Analysis of Diabetes data set of Pima Indians using Neural Network and NN Ensemble
Data Set Description:
Data set can be downloaded from UCI Machine Learning Repository. This data set contains of female patients (PIMA Indians) with at least 21 years of age. It has 768 instances and the following 8 attributes (All numeric-valued):
1. Number of times pregnant
2. Plasma glucose concentration a 2 hours in an oral glucose tolerance test
3. Diastolic blood pressure (mm Hg)
4. Triceps skin fold thickness (mm)
5. 2-Hour serum insulin (mu U/ml)
6. Body mass index (weight in kg/(height in m)^2)

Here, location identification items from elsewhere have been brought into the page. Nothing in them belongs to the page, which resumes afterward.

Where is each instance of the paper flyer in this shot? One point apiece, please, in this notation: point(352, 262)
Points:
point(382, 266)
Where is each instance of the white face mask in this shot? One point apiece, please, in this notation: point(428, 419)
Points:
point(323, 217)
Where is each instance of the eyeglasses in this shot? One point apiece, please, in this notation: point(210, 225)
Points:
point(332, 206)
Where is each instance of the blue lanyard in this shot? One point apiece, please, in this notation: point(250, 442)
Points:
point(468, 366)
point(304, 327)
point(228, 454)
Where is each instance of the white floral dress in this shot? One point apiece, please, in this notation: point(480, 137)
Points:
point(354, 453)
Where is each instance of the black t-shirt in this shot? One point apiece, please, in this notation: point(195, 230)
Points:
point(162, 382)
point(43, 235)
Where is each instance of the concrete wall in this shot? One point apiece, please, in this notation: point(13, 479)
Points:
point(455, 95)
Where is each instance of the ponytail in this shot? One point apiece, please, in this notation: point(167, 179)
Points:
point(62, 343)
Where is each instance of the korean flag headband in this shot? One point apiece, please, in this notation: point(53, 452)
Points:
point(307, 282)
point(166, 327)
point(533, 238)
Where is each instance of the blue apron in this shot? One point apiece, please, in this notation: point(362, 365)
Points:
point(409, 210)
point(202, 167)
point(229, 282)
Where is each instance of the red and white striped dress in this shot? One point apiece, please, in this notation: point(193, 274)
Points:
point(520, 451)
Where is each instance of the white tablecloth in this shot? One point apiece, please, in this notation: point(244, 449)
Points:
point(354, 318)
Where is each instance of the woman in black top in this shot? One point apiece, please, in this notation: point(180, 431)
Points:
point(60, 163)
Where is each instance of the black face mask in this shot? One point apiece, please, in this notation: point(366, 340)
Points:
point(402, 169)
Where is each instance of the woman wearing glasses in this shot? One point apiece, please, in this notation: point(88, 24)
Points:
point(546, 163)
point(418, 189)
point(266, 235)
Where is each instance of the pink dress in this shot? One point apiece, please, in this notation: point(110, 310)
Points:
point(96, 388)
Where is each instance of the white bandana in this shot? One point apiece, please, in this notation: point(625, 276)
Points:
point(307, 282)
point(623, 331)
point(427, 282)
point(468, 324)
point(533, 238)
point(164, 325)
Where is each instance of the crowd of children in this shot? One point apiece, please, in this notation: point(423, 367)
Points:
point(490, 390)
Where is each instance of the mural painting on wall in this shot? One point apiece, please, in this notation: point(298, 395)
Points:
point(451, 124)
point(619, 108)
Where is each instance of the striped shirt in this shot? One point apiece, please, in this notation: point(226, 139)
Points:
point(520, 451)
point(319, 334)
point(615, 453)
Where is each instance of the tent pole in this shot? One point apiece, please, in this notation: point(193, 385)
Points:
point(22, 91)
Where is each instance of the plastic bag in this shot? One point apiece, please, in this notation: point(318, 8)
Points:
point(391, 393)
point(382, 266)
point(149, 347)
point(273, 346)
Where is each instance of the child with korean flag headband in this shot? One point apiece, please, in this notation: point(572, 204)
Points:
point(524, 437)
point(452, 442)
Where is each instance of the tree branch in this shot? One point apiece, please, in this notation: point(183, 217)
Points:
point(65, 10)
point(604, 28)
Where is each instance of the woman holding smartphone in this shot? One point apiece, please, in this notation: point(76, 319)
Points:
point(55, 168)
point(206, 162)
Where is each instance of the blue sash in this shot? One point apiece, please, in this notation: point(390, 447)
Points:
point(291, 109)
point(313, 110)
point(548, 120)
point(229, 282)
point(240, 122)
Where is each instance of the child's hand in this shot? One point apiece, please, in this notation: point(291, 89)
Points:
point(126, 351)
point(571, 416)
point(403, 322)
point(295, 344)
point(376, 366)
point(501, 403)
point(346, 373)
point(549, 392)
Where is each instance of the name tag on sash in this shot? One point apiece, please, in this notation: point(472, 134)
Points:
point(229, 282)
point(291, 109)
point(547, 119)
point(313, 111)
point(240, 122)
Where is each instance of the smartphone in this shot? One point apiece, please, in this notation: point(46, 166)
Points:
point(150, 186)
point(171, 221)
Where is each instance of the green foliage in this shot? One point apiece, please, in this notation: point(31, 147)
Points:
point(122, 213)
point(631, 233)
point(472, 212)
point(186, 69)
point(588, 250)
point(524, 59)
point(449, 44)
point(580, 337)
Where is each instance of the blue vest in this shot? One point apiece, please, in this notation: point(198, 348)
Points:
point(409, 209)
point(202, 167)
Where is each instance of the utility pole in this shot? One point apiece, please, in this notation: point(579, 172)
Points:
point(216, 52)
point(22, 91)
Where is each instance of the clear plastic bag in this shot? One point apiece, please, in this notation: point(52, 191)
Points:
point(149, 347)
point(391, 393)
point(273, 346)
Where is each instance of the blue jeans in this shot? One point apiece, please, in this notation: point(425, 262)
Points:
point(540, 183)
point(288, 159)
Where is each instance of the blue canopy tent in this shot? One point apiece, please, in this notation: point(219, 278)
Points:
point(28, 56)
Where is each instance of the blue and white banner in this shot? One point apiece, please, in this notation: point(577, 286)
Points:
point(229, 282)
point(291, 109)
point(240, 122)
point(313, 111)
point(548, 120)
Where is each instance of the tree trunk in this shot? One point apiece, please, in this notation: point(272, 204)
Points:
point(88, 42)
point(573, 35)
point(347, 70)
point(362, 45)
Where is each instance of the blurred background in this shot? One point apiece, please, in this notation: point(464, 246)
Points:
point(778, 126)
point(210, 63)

7. Diabetes pedigree function
8. Age (years)
9. Class variable (0 or 1)
This data set contains the diagnostic data to investigate whether the patient shows signs of diabetes according to World Health Organization criteria such as the 2-hour post-load plasma glucose.

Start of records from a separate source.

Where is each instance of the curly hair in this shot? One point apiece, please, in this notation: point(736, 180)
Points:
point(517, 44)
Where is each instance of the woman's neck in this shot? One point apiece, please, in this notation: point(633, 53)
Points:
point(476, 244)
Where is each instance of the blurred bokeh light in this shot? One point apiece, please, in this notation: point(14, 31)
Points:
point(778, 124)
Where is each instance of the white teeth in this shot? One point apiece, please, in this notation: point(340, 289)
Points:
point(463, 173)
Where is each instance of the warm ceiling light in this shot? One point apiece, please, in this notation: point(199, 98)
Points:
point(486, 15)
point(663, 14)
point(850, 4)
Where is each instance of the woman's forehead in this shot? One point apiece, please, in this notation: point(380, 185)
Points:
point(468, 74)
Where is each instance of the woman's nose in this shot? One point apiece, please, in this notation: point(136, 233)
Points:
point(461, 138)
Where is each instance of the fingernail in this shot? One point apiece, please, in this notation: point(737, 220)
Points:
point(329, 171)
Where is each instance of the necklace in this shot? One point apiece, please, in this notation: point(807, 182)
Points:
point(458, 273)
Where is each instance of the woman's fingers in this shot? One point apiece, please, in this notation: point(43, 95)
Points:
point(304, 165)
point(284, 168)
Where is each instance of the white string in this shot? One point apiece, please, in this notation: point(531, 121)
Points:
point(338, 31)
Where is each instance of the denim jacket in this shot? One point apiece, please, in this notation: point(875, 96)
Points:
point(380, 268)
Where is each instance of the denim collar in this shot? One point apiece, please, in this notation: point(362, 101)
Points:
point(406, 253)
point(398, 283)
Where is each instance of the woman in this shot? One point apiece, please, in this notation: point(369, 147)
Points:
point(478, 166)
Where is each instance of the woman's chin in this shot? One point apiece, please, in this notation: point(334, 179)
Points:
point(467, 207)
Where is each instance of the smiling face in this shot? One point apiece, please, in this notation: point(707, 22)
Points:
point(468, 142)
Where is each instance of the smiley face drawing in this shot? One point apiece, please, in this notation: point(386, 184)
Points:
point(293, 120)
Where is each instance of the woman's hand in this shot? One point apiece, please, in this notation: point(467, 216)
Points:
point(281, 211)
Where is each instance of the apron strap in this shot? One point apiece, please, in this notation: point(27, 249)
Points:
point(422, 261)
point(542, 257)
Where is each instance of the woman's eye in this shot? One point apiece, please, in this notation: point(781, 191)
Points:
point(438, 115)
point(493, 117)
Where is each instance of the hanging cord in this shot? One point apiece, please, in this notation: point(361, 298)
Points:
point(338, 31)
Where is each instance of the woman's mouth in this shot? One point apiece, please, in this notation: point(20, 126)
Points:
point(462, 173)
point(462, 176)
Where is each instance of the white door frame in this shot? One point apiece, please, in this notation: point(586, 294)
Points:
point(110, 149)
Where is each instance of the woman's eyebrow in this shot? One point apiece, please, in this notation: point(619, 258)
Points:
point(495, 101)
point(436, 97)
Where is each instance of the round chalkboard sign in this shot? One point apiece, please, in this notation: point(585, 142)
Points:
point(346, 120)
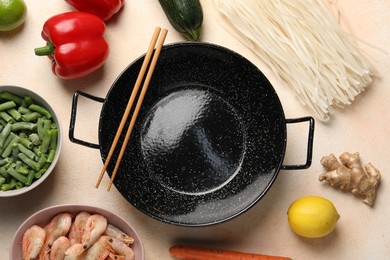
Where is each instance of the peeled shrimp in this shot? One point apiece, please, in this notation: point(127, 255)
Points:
point(74, 252)
point(60, 245)
point(78, 227)
point(95, 227)
point(120, 250)
point(115, 232)
point(100, 250)
point(32, 242)
point(58, 226)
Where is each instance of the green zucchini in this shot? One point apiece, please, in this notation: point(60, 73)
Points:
point(186, 16)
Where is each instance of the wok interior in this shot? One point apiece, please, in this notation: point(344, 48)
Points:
point(209, 139)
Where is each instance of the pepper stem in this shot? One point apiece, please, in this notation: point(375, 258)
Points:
point(45, 50)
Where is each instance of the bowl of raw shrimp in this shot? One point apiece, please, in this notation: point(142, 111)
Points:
point(78, 231)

Exploratory Data Analysis:
The graph below (obtained from Weka) shows the histograms of all the attributes.
The above histograms provide the following insights:
- Class 0 with 500 instances represents patients who tested negative and class 1 with 268 instances represents the patients tested positive. Data set is small and seems to be biased with almost 65 percent patients testing negative. This could act as a limitation in the study.
- Attributes 2-Hour serum insulin, Diabetes Pedigree function, Age and Number of times pregnant are highly skewed to the right. While Plasma glucose concentration, Diastolic Blood pressure and Body Mass Index appear to be normally distributed.
- Removal of the outliers: As seen in histogram below there are 49 outliers (red bar) which have been removed as part of data pre-processing.
- Reviewing scatter plots below of all attributes did not show with relationships amongst the attributes, however, there is a sizable correlation in Body Mass Index and Triceps Skin Fold Thickness. The latter was later removed from the analysis to improve model accuracy
- Larger values of plasma glucose clubbed with larger values for age, and other factors tends to show greater likelihood of testing positive for diabetes (see the red dots below).
Algorithms Used:
- ZeroR Classifier used to determine the base accuracy for the the model. Base accuracy of 66 percent was found using this algorithm applied only training data. Below is the screenshot of the result obtained:
- Classifier 1 : Multilayer Perceptron (MLP) - MLP was first applied on 75% split dataset remaining being test. Validation split has not been considered owing to the small size of data set.
MLP With All fields on 75% split of data was set with a bias of 0.3 and momentum of 0.2 gave an accuracy of 69% as shown in the below figure.
MLP With 7 fields (excluding the Triceps thickness field since it was collinear to Body Mass Index) on 75% split of data was set with a bias of 0.3 and momentum of 0.45 gave an accuracy of 71% as shown in the below figure.
- Classifier 2: Radial Basis Function - RBF with default configuration and removing Triceps thickness field to eliminate collinearity. Here an accuracy of 73 percent was achieved which is higher than MLP.
- Using Ensemble Voting Technique: The results of classifiers were combined by the average of probabilities of outputs of MLP and RBF classifiers.
Run Information: Scheme: weka.classifiers.meta.Vote -S 1 -B "weka.classifiers.functions.RBFClassifier -N 2 -R 0.01 -L 1.0E-6 -C 2 -P 1 -E 1 -S 1" -B "weka.classifiers.functions.MultilayerPerceptron -L 0.3 -M 0.2 -N 500 -V 0 -S 0 -E 20 -H a" -R AVG Relation: Diabetes_Header-weka.filters.unsupervised.attribute.NumericToNominal-R9-weka.filters.unsupervised.attribute.InterquartileRange-Rfirst-last-O3.0-E6.0-weka.filters.unsupervised.instance.RemoveWithValues-S0.0-C10-Llast-weka.filters.unsupervised.attribute.Remove-R10-11-weka.filters.unsupervised.attribute.Remove-R4 Instances: 719 Attributes: 8
Results:
- Eliminating Triceps Skin Fold Thickness field gives better result.
- RBF Classifier performs better than MLP in the provided data set.
- Result of 73% though not very high but compared to base accuracy of 66% is significant.
- Ensemble technique takes the average of MLP and RBF classifiers output and provides the accuracy of 72% but it correctly classifies 44 true positives for class 1 much higher the predicted by RBF Classifier.
Disclaimer: The analysis has been done using Weka 3.8 as part of my masters study at NUS. The content is my understanding of the subject gathered during study and following journals on the subject. The cover image has been downloaded from the internet.